WESTCHESTER COUNTY, N.Y. – With approximately one million public school students set to start state-mandated standardized testing this week throughout New York, grumblings about “opting out” and “over testing” have come to a heated head.
Since the Common Core Learning Standards were enacted several years ago, many parents, educators and elected officials have banded together in their opposition of standardized testing, which some charge forces teachers to “teach to the test,” while adding undue stress on students, whose assessments are closely tied to the exams.

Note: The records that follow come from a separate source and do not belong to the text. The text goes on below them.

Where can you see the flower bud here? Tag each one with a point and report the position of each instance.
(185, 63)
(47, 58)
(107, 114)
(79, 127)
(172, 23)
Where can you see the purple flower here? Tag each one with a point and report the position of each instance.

As a result, tens of thousands of students, whether on behest of their parents or schools, have boycotted the tests in an attempt to send a message to officials, including Gov. Andrew Cuomo, whose most recent budget included controversial education reform that has come under fire from local officials.

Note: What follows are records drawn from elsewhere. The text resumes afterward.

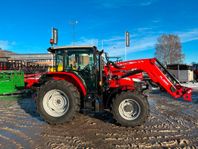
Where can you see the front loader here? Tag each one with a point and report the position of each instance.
(81, 79)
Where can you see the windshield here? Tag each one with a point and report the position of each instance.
(74, 59)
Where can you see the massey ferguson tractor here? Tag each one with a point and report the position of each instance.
(83, 79)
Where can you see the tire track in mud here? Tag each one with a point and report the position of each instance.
(171, 124)
(17, 127)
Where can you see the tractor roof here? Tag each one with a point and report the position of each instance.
(53, 49)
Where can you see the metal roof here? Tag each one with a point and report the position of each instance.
(53, 49)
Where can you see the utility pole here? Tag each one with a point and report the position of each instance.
(73, 23)
(127, 44)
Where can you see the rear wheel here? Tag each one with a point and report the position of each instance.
(130, 109)
(58, 101)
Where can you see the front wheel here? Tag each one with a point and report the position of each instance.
(130, 109)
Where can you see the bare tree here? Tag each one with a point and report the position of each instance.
(169, 50)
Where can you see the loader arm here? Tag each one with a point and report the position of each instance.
(157, 73)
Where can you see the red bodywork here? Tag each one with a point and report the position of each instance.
(123, 77)
(149, 66)
(31, 79)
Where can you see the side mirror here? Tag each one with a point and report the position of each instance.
(54, 39)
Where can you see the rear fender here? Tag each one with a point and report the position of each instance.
(70, 77)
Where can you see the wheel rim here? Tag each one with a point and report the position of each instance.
(129, 109)
(55, 103)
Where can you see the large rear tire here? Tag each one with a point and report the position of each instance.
(130, 109)
(58, 101)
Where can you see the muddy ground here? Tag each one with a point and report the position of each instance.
(171, 124)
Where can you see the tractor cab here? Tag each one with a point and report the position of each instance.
(81, 60)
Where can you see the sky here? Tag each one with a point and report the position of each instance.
(25, 25)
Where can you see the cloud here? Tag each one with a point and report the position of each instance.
(115, 45)
(5, 44)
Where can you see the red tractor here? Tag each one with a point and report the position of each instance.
(85, 80)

“I understood the concept of Common Core, but the rollout was abysmal,” New York State Democratic Leader Andrea Stewart-Cousins said. “Then I saw the new budget was all about testing and assessing teachers, not making sure how we can best educate our children.”
Beginning on Tuesday, third- through eighth-graders will head to the classroom after weeks of studying and lessons to take the state standardized English Language Arts exam. Next week, their math skills will be tested in another mandated exam.

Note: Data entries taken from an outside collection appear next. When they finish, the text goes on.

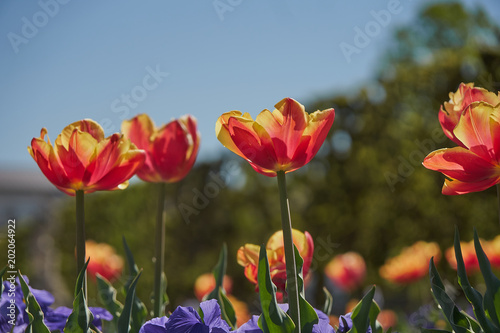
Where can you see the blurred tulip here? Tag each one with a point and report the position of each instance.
(83, 159)
(205, 283)
(248, 257)
(472, 120)
(411, 264)
(387, 319)
(347, 270)
(103, 260)
(493, 251)
(240, 309)
(283, 140)
(171, 150)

According to reports, last year, no less than 50,000 students opted out of testing, with more expected to boycott this year as unrest grows between parents and schools officials about over testing students.
If a school doesn’t have 95 percent of students take the tests, they are deemed a district in need of assistance and will be forced to develop, submit and comply with a Local Assistance Plan, which has happened to select school districts in the past.
“As a parent who opted out, I’m in a unique position. Scarsdale believes that state tests don’t live up to their tests, and we didn’t want to over test, so we boycotted,” Assemblywoman Amy Paulin said. “ Scarsdale was punished for years monetarily and we were buried in paperwork, and we achieved nothing.”
Many state officials have been vocal in their support of the opt out movement as a way to send a message to those emphasizing mandated testing.
“Opting out is the only tool available to parents to make a statement,” state Sen. George Latimer noted. “I wholly support opting out (of testing) to make a statement.”
Despite the movement to boycott state testing, some officials have warned that caution is the best option. In a blog post that was updated Monday, Nancy Zimpher, the SUNY chancellor, raised concerns about the opt out movement.
“It’s up to us to make sure that we are preparing our kids to succeed. Opting out is not a choice that leads to success – not in college, not when it comes to finding a job and not in life,” she wrote. “If kids opt out, we risk them being left behind.”